I petitioned my school to take COMLEX Level 2-PE early because of my schedule and busier clinical rotations. So as luck would have it, I ended up taking it in January of 2020 while the vast majority of my classmates would have been scheduled to take it later in the year. They did not, due to the pandemic.

I learned a standardized, systematic way of approaching patients—interview, history, physical exam—to prepare for the Level 2-PE. So whatever replaces that exam needs to include a rigorous and structured review of all of those concepts.

Ultimately, the mission of the NBOME is to protect the public.  Part of that is having a national standard for all to demonstrate skill in physical exam and history-taking.  These are the bedrock and most foundational and fundamental skills that we have as physicians, especially when taking osteopathic distinctiveness into account. We learn to diagnose with our hands. Knowing what doesn’t feel right and what the body is supposed to feel like really helps us detect if there is anything wrong, allowing us to practice medicine in a better way. Therefore, I think, in terms of our osteopathic distinctiveness, having a national standard is very important in keeping our professional identity.


How did preparing for Level 2-PE help build the foundation for your clinical exam skills that you have carried to residency?
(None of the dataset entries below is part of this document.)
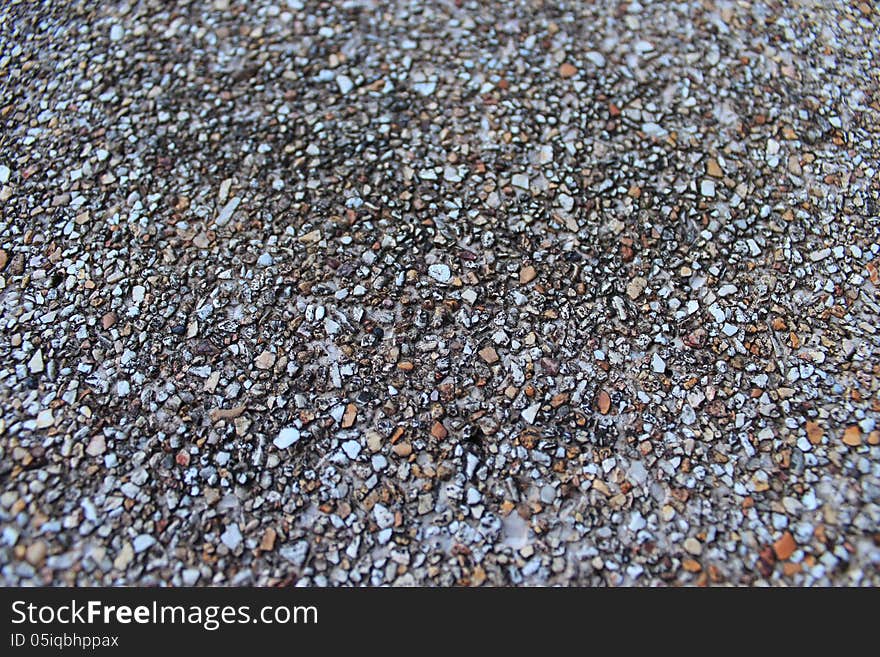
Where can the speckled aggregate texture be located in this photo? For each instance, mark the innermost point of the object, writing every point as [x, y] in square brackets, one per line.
[439, 293]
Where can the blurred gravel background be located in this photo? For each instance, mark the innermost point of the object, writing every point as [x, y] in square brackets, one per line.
[448, 293]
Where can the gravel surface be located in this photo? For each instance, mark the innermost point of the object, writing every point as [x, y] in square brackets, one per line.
[448, 293]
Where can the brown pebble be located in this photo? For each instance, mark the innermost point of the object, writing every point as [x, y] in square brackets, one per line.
[35, 554]
[527, 274]
[267, 543]
[402, 449]
[489, 355]
[784, 547]
[603, 402]
[350, 416]
[852, 436]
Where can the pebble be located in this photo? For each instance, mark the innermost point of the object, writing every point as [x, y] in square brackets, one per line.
[35, 364]
[344, 83]
[45, 419]
[440, 273]
[383, 516]
[228, 210]
[352, 448]
[286, 437]
[693, 546]
[597, 58]
[635, 287]
[410, 238]
[142, 543]
[658, 364]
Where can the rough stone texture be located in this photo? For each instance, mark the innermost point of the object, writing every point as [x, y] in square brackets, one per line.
[624, 256]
I prepared for the Level 2-PE with a binder full of sample cases from my university and a bunch of notes on a systematic standardized physical exam and interview that would help me approach the cases. I set up my little folding massage table in my living room and I spent weeks practicing these cases on my wife, my neighbors, and anyone who would volunteer to be a standardized patient for me.  This was a perfect opportunity for me to reestablish how to approach patient care in a systematic way that I now continue to use as the foundation for everyone I see.


What are your hopes for the C3DO pilot for the future of the osteopathic profession?

I hope we are able to replicate the experience that I had, which required me to demonstrate competency in osteopathic clinical skills, necessitating that I prepare for it thoroughly and hone those skills before graduation.

There is no form of military training in the United States that I know of that doesn’t end with some type of crucible to prove yourself. It’s meant to bake in the skills that you’ve learned, and without that—without that impetus that requires you to solidify clinical skills—you wouldn’t take it as seriously or learn as much. A tiny, manageable amount of stress is a strong motivator that encodes memories better. When you’re under strain, evolutionarily, your brain is programmed to remember the time you saw the tiger in the bush. Every time you see that bush in the future, you will remember it well.

I think an assessment can be developed to create those conditions that make you want to prepare yourself. So long as the exam maintains that higher level of aptitude in clinical skills, history-taking, and clinical documentation, I think that’s very important for the continuation of our profession as a whole.